La conservación es hoy en día más que una obligación, una necesidad. Las pérdidas económicas causadas por el desgaste físico de los ejemplares suman ingentes cantidades que podrían dedicarse a completar colecciones o a mejorar el servicio prestado al usuario. Debe ser practicada por todas las bibliotecas en la medida de sus posibilidades.
¿Es posible realizar un trabajo efectivo sin dinero? Existe una idea generalizada de que la conservación es costosa e inaplicable en bibliotecas de presupuesto reducido. Cualquier biblioteca puede contar con un programa de conservación adaptado a sus necesidades con resultados beneficiosos.

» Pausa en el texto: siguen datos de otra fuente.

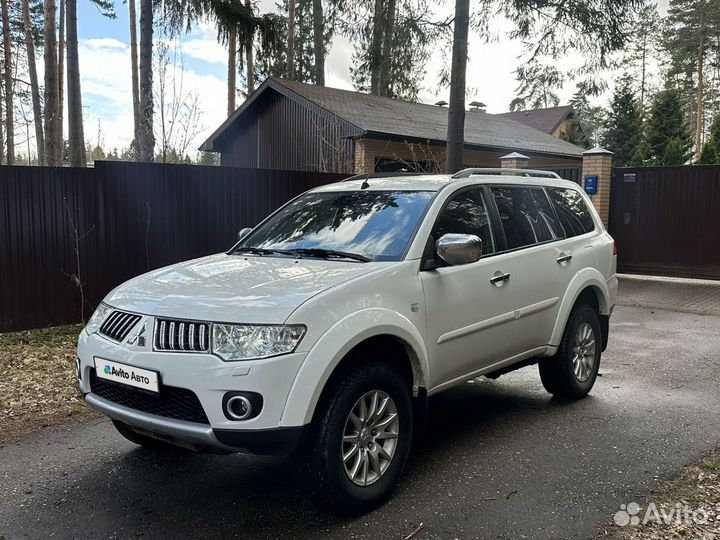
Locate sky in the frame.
[63,0,667,158]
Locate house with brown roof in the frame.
[201,78,583,177]
[501,105,579,143]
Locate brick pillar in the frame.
[500,152,530,169]
[582,147,613,227]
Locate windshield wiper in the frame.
[288,248,372,262]
[233,247,295,257]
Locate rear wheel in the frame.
[539,305,602,399]
[298,364,413,513]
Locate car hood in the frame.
[105,253,388,323]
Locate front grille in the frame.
[90,369,210,424]
[99,311,141,341]
[155,319,210,352]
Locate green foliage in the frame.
[662,137,689,165]
[645,88,693,165]
[570,90,606,148]
[500,0,648,108]
[622,4,662,107]
[249,0,335,87]
[510,63,563,111]
[662,0,720,81]
[630,137,653,167]
[341,0,445,101]
[602,76,642,167]
[698,113,720,165]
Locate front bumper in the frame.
[85,393,307,455]
[78,324,305,454]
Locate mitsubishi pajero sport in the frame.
[78,169,617,510]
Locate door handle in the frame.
[490,272,510,284]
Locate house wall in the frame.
[218,90,359,173]
[354,139,582,174]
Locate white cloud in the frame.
[181,38,227,64]
[84,38,127,49]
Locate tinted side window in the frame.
[432,189,495,255]
[492,187,559,249]
[547,188,595,238]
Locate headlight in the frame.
[213,323,305,361]
[85,303,113,334]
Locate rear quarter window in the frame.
[545,187,595,238]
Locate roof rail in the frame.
[340,171,436,182]
[452,168,560,178]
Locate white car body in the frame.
[78,175,617,453]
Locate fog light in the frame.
[222,392,263,421]
[225,396,252,420]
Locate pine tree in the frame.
[663,0,720,156]
[645,88,693,165]
[602,77,642,167]
[630,136,653,167]
[698,113,720,165]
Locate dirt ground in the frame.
[0,325,97,442]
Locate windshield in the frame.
[233,191,433,261]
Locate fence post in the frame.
[500,152,530,169]
[581,146,613,227]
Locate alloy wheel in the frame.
[341,390,400,486]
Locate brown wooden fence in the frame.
[610,165,720,279]
[0,162,346,332]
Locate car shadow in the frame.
[33,374,587,538]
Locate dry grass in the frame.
[601,451,720,540]
[0,325,95,442]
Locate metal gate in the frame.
[610,165,720,279]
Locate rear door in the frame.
[490,185,574,355]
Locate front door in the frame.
[420,187,515,389]
[491,186,575,355]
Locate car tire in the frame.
[302,363,413,514]
[112,420,185,452]
[538,304,602,399]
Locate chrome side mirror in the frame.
[238,227,252,242]
[435,234,482,266]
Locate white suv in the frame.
[78,169,617,510]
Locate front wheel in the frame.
[539,305,602,399]
[300,364,413,513]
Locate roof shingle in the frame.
[203,78,584,158]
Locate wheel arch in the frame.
[550,268,611,347]
[281,309,428,426]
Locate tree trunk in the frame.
[245,0,255,92]
[370,0,383,96]
[57,0,65,164]
[138,0,155,161]
[67,0,87,167]
[380,0,397,96]
[228,24,236,116]
[446,0,470,173]
[128,0,140,147]
[0,0,15,165]
[695,33,705,161]
[22,0,45,165]
[313,0,325,86]
[287,0,295,79]
[43,0,60,167]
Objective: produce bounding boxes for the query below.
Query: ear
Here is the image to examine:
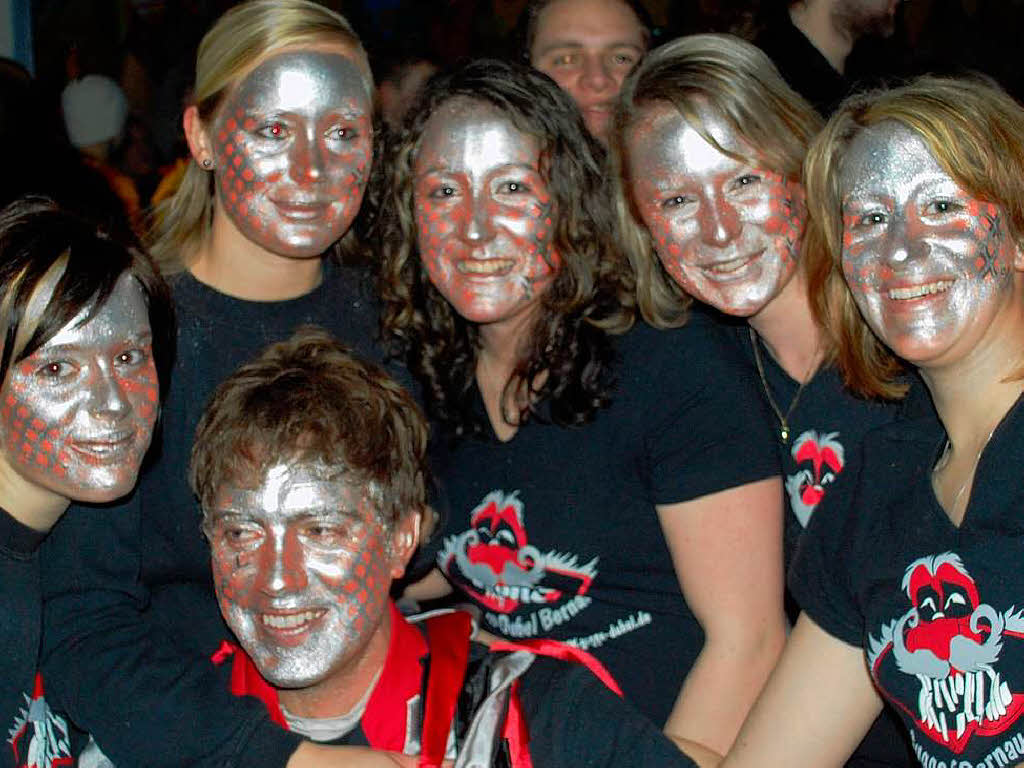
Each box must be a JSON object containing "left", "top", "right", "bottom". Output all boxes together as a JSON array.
[
  {"left": 181, "top": 104, "right": 214, "bottom": 171},
  {"left": 391, "top": 509, "right": 423, "bottom": 579}
]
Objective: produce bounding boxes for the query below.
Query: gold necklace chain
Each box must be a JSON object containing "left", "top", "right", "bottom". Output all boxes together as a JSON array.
[{"left": 746, "top": 326, "right": 817, "bottom": 445}]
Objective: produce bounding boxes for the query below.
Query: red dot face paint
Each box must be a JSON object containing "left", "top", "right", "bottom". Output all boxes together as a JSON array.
[
  {"left": 414, "top": 98, "right": 558, "bottom": 324},
  {"left": 840, "top": 122, "right": 1016, "bottom": 366},
  {"left": 211, "top": 50, "right": 373, "bottom": 257},
  {"left": 210, "top": 463, "right": 391, "bottom": 688},
  {"left": 0, "top": 273, "right": 159, "bottom": 502},
  {"left": 626, "top": 103, "right": 804, "bottom": 317}
]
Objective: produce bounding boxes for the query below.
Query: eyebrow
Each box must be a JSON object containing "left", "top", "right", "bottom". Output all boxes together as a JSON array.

Los trabajos que mayor beneficio reportan a las colecciones son baratos o incluso no cuestan nada siempre que se realicen antes de que los ejemplares resulten dañados. Cuando el desgaste se ha producido, se pueden aplicar una serie de procedimientos que abarcan desde una simple reparación a una restauración completa.

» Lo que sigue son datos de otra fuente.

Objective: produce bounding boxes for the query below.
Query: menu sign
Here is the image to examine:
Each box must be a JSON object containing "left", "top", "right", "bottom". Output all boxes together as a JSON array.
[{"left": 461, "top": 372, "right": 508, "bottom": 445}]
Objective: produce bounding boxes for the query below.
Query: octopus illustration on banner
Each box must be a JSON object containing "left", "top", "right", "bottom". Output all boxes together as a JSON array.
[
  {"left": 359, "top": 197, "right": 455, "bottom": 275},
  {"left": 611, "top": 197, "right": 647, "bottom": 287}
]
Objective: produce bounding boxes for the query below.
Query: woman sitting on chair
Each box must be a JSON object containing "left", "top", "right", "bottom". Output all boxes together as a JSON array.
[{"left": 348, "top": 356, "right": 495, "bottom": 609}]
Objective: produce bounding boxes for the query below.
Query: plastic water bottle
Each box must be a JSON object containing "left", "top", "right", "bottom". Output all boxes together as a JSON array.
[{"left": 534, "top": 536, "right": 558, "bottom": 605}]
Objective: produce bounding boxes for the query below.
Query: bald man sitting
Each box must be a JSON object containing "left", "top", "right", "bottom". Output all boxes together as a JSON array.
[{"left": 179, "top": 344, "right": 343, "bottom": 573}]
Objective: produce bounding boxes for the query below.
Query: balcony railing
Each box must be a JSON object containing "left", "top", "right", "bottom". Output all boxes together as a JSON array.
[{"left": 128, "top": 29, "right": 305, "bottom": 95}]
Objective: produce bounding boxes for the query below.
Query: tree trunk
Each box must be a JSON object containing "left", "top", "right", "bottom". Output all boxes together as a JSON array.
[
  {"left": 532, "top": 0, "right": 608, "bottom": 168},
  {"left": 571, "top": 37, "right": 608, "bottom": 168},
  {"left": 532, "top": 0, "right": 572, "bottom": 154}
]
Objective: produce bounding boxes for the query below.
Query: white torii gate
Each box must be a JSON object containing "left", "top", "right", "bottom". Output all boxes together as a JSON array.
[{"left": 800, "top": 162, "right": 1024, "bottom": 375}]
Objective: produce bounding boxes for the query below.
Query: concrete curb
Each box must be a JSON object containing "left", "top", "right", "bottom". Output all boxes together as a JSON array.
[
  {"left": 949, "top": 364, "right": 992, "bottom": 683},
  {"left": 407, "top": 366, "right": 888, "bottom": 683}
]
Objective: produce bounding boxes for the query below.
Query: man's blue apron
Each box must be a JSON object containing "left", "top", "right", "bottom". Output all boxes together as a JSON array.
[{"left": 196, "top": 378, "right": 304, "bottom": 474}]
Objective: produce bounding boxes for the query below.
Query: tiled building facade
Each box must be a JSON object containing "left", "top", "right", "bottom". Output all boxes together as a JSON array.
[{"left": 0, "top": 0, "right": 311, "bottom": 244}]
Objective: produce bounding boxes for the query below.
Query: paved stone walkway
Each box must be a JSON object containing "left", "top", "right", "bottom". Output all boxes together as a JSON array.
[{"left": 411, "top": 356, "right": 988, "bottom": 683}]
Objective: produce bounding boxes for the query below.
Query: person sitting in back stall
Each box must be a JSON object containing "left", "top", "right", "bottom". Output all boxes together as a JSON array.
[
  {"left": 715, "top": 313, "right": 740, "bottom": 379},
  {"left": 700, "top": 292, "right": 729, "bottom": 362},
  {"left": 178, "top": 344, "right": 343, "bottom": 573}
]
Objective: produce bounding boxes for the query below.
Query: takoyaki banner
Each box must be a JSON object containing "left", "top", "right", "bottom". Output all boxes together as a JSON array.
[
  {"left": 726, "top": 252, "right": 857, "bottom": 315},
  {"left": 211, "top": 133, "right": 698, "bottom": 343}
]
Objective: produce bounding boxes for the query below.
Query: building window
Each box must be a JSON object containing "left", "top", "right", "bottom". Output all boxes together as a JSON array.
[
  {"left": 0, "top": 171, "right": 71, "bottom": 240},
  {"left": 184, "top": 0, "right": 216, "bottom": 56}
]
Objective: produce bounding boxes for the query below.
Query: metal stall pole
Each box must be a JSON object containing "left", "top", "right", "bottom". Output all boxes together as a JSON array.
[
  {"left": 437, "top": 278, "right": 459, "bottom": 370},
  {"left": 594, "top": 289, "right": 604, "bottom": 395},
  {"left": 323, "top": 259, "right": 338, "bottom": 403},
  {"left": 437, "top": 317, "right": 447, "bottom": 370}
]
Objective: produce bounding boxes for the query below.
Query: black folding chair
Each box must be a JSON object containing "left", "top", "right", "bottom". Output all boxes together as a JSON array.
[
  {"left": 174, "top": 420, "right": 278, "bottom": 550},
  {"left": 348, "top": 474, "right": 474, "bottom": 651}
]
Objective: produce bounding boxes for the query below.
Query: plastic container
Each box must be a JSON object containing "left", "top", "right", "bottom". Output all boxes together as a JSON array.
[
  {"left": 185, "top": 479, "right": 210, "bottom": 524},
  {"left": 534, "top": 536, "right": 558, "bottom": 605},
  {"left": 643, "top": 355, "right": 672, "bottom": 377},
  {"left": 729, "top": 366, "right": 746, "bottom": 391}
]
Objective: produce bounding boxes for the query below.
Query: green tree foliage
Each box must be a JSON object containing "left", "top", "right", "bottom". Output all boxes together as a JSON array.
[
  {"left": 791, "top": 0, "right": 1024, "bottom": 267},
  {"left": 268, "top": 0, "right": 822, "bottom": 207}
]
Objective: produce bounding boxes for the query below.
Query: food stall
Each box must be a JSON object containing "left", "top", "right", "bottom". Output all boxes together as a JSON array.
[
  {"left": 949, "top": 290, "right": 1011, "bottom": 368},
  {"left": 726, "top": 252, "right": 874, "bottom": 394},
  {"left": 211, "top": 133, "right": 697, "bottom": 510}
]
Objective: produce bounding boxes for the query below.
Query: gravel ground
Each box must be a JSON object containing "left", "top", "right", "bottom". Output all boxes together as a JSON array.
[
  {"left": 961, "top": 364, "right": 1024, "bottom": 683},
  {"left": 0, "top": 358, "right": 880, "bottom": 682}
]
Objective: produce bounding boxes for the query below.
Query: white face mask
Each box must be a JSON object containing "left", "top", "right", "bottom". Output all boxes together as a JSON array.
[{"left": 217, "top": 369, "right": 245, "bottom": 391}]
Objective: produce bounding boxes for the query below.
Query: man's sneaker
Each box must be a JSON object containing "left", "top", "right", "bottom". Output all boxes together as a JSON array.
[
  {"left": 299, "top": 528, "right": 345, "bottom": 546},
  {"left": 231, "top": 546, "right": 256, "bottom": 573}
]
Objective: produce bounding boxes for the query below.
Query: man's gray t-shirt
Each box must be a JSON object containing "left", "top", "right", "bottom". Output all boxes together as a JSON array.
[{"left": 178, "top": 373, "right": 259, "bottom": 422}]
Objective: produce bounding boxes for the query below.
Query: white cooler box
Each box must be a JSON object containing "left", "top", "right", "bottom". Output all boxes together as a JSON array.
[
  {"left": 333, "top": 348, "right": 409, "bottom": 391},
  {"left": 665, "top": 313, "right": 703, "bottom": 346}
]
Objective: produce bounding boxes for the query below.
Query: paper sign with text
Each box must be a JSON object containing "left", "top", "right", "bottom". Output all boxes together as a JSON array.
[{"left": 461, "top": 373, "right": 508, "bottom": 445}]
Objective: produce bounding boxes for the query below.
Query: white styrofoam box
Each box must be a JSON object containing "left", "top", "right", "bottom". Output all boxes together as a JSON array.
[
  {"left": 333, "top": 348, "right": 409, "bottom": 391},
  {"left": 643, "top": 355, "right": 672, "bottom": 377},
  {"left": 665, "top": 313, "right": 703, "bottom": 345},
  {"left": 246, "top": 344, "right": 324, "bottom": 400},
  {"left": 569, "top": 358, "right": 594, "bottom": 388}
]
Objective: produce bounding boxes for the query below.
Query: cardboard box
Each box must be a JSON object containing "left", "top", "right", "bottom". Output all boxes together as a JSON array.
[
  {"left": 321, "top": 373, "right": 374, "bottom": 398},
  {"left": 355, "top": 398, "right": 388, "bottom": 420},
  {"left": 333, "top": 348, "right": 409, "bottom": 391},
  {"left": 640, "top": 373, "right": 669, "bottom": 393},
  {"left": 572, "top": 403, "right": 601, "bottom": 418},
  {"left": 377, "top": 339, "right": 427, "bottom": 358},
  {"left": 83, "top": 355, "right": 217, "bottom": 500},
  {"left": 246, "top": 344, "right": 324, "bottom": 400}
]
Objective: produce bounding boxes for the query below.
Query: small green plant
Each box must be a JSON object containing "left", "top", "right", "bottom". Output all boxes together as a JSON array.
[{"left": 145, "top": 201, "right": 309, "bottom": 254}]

Si hemos de recurrir a la última es que el proceso de conservación ha fallado. El costo de restauración de un manual moderno de Historia puede ser tan alto como el de un impreso del diecisiete o el de un incunable. Por ello se deben prever las causas de alteración antes de que se produzcan y crear una política adecuada a los presupuestos disponibles.
En Paraguay, el tema de la conservación es inexistente a juzgar por las fotografías que se muestran al principio de la página.